On Martin Luther King, Jr. Day, the conversation sometimes begins and ends with the integral part of U.S. history that is known as the Civil Rights Movement led by Dr. King. The words and actions of young Black Evanston activists reveal that they believe the fight for racial justice is far from over and are among those at the forefront of the racial justice movement happening here and now. 

“Nationally, we have these moments every year, whether it be Martin Luther King Jr. Day or Black History Month, where we reflect on the past and present fights for civil and equal rights. While these moments are beautiful, I also feel like they can promote complacency,” Ms. Roseborough told the RoundTable.

“For many, the only times when they think about the Civil Rights Movement, the injustice against Black lives, or why we even have Martin Luther King Jr. Day is within these designated moments. We see that in the hyper-awareness in our nation after the murder of an innocent Black life at the hands of the police. That’s when people tune in.

“The work that needs to be done exists outside of these moments, which is one of the many things we’ll be focusing on in our panel discussion. The people driving that constant work are shifting it to those of us coming into adulthood and coming into our individual and collective power,” she added.

Ms. Bogan and Ms. Bell also shared their thoughts about serving as panelists for “The Shifting Narrative.”

“I think this panel … will foster many important conversations about what’s happening in the country and right here in Evanston. My biggest hope is that people tune in and hear about an issue they weren’t aware of before — or know about but aren’t doing anything to help, and then go out and learn more and get involved in making change. Activism has always been so important, and sometimes it can feel like it has to be a huge accomplishment or march in order to make a difference, when in reality, small steps each day go a long way,” said Ms. Bogan.

Ms. Bell focused on the interconnectedness of the past, present, and future of the struggle for human and civil rights in America.

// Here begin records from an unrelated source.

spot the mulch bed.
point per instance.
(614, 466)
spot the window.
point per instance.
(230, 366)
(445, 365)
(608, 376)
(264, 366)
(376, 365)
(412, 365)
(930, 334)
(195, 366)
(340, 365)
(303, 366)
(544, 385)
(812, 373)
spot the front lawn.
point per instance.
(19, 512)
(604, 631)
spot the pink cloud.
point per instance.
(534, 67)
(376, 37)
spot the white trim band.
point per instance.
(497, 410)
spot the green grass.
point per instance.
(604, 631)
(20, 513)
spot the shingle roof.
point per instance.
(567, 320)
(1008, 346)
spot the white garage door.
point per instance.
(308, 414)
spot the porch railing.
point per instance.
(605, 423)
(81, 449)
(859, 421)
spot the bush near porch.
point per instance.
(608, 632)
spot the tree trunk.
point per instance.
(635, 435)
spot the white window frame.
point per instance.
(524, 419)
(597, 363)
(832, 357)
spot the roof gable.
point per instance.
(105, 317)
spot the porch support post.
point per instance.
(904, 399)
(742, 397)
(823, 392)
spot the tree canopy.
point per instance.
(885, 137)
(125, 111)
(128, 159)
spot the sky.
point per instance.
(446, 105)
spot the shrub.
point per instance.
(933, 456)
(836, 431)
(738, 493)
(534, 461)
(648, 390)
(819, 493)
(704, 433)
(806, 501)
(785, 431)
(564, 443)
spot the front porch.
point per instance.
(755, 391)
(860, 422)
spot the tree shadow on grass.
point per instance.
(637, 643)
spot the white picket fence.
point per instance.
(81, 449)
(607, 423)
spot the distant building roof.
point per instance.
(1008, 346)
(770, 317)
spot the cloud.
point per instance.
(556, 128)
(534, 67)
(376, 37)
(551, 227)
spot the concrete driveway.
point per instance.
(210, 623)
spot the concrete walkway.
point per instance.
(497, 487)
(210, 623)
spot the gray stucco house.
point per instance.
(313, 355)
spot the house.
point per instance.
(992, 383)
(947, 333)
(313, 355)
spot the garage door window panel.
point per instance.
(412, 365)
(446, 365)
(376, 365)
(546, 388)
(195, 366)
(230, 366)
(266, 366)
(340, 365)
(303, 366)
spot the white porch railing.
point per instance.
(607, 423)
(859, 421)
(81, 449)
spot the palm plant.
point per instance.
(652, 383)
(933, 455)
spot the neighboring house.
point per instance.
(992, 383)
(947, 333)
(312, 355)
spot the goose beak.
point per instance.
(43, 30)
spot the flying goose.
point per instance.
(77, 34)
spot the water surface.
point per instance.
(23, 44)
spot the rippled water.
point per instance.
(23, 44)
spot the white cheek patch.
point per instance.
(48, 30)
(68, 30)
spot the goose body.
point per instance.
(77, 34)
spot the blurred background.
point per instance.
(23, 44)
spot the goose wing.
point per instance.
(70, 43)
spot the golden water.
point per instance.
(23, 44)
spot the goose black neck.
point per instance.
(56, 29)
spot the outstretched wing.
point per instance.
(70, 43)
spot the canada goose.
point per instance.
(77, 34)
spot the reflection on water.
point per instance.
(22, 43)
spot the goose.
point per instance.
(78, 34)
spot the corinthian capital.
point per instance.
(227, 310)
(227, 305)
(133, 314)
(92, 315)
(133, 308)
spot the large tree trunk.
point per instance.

“When I Googled the meaning of ‘narrative,’ it stated ‘a spoken or written account of connected events; a story.’ Although we are shifting the narrative, we will never forget the stories told before our own. The stories before our own need to be told to understand why we’re in the position we are in today, whether it is good or bad. We continue to unite and build on one another’s life perspectives to tell a new view of what is currently happening in the world. The stories we have will never end but will be the beginning of a story for the next generation,” said Ms. Bell.